Der Kommunikationswissenschaftler Marcus Maurer hat die Berichterstattung großer Medienhäuser in der Pandemie untersucht. Die ausgewerteten Daten sind überraschend.

Nicht alle haben sich in Politik und Berichterstattung wiedergefunden: Demons­tration gegen Coronamaßnahmen, Berlin, November 2020 Foto: Sebastian Wells/ostkreuz
Antje Lang-Lendorff
Interview von Antje Lang-Lendorff

taz: Herr Maurer, der Bundestag hat kürzlich eine Kommission zur Aufarbeitung der Coronapolitik eingesetzt. Ist es wirklich nötig, über all das nochmal zu sprechen?

Marcus Maurer: Ich denke schon. Nicht, um nachträglich Dinge zurechtzurücken oder damit sich irgendwer bei irgendwem entschuldigt. Es ist wichtig, das aufzuarbeiten, um besser gewappnet zu sein, wenn so etwas noch mal passiert. Wie man das macht, ob man dafür eine Enquetekommission braucht, ist eine andere Frage.

Im Interview: Marcus Maurer

geboren 1969, ist Professor für Kommunikationswissenschaft an der Johannes-Gutenberg-Universität Mainz. Er forscht zu politischer Kommunikation und hat die Berichterstattung großer Medien in mehreren Krisen untersucht.

taz: Manche fordern eine Aufarbeitung, weil sie sich in der öffentlichen Debatte und in den Medien damals nicht wiedergefunden haben.

Maurer: Wenn wir über Medien sprechen, gilt das Gleiche wie für die Kommission: Wir sollten uns fragen, was falsch gelaufen ist, um es in der Zukunft besser zu machen.

taz: Sie haben untersucht, wie große Medien in den Jahren 2020 und 2021 über Corona berichteten. Was haben Sie festgestellt?

Maurer: Wir haben die Berichterstattung etablierter Online-medien wie spiegel.de, sueddeutsche.de welt.de oder bild.de und Fernsehnachrichten von ARD, ZDF und RTL ausgewertet.

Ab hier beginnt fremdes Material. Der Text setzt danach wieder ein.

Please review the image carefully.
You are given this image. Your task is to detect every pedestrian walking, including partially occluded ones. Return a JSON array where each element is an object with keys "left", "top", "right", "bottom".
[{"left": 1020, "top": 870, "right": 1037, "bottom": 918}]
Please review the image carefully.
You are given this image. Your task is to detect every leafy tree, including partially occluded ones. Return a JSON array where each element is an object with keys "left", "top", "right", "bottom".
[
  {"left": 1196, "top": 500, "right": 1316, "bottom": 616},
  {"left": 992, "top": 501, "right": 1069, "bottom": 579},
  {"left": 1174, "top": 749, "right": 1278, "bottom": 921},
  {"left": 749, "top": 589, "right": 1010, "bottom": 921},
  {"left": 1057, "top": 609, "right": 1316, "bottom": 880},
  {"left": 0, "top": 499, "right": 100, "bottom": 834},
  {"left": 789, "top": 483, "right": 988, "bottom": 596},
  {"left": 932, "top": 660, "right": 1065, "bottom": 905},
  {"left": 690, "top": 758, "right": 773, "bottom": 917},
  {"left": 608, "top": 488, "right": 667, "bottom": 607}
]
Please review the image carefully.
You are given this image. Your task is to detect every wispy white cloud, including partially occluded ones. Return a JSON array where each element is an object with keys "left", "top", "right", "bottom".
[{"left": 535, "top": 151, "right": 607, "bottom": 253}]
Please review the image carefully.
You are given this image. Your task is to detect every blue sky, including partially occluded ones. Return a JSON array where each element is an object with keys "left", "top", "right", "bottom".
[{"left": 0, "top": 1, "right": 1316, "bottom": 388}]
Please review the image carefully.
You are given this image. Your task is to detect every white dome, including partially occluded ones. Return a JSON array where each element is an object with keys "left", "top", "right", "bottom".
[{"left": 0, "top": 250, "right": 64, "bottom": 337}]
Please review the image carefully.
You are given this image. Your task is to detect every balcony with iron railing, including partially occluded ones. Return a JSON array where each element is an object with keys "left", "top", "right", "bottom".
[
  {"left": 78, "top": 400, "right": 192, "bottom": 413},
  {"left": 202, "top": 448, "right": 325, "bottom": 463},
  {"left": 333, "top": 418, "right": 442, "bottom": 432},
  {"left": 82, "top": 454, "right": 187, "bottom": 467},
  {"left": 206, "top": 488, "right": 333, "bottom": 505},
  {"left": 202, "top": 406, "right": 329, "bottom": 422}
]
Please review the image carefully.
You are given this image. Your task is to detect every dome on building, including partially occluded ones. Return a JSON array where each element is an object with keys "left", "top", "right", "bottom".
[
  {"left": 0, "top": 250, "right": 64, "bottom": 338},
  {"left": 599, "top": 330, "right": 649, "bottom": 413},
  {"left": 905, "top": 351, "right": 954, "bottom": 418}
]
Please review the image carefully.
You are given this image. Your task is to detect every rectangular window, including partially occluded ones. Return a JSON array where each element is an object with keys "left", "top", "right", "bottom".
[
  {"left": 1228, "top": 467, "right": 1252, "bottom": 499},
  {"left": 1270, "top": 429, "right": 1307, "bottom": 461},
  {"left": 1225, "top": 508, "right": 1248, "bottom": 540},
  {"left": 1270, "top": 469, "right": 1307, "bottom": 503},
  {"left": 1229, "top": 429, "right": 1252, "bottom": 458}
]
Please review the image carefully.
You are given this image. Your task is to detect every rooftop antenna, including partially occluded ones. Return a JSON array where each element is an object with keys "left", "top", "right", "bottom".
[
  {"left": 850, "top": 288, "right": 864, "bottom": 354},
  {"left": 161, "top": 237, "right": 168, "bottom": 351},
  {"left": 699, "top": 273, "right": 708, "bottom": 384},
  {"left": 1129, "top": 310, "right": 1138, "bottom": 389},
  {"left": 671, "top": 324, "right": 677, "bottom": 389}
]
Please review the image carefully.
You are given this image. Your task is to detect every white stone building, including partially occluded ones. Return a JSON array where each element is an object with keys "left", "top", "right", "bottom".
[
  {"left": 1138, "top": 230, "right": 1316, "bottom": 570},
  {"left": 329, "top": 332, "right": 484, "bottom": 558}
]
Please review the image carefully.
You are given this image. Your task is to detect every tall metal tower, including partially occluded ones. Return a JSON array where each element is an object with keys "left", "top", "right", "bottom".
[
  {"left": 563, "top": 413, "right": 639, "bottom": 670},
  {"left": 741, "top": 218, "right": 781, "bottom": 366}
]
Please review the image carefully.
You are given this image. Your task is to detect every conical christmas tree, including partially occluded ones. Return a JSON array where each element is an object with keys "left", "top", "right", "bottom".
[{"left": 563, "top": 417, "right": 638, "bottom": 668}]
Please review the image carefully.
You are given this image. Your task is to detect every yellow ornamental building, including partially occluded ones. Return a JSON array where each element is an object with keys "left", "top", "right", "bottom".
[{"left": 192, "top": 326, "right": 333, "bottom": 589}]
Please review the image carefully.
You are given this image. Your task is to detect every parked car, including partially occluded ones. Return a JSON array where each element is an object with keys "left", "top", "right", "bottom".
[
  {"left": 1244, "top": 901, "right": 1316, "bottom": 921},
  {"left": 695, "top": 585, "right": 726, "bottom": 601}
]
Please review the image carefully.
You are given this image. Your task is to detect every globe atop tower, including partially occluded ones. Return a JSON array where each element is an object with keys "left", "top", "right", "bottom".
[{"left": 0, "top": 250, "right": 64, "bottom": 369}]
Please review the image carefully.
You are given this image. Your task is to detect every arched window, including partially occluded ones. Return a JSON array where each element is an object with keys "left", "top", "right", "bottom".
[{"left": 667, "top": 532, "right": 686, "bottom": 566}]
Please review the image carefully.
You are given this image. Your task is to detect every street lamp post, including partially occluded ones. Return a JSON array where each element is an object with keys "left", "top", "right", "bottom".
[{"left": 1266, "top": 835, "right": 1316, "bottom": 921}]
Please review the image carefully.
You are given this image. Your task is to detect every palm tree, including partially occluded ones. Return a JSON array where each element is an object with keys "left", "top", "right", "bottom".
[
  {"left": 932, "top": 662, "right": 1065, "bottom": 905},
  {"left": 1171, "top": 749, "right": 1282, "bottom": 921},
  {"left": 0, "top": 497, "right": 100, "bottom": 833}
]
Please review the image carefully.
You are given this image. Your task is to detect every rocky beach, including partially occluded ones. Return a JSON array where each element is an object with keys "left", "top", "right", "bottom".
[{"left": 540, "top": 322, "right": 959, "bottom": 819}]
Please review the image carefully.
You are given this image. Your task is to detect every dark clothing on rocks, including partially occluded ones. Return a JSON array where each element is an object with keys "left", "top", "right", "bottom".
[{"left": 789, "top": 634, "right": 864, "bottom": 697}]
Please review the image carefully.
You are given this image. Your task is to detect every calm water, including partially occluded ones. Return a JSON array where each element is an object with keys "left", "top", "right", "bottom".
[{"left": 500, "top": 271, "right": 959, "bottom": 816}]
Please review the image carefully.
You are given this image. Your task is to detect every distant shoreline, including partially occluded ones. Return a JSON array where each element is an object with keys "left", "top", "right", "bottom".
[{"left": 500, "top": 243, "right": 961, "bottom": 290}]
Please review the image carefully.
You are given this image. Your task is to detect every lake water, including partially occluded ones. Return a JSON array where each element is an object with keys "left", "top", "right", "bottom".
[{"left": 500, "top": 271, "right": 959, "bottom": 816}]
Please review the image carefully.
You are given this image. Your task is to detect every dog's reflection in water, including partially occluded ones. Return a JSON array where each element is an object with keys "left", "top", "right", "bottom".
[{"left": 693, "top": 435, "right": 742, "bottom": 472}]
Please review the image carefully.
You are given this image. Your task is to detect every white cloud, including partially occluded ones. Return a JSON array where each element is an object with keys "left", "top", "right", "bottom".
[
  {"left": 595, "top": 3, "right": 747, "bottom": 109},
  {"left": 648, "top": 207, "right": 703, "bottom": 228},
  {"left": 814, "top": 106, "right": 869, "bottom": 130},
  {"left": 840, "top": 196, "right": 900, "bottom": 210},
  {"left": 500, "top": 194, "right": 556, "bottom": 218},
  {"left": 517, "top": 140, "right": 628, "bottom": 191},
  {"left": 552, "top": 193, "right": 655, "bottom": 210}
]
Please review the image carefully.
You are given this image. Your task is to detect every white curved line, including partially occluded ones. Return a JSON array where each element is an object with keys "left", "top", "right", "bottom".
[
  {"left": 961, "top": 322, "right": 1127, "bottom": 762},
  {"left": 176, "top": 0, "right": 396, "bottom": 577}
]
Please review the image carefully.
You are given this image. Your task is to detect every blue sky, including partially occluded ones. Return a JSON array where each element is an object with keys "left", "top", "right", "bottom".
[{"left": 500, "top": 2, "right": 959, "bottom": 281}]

Dabei haben wir herausgefunden, dass die untersuchten Medien tatsächlich einseitig berichtet haben, sie waren sehr im „Team Vorsicht“. Manche mehr, manche weniger, aber alle haben deutlich vor der Pandemie gewarnt und für harte Maßnahmen plädiert. Das kann man gut oder schlecht finden. Normalerweise wollen wir eine vielfältige Berichterstattung, aber in der Pandemie standen wir vor großen Problemen, die gelöst werden mussten, da kann man das auch anders beurteilen.

taz: Die Medien waren der Regierung gegenüber zu unkritisch, lautete ein Vorwurf. Stimmt das?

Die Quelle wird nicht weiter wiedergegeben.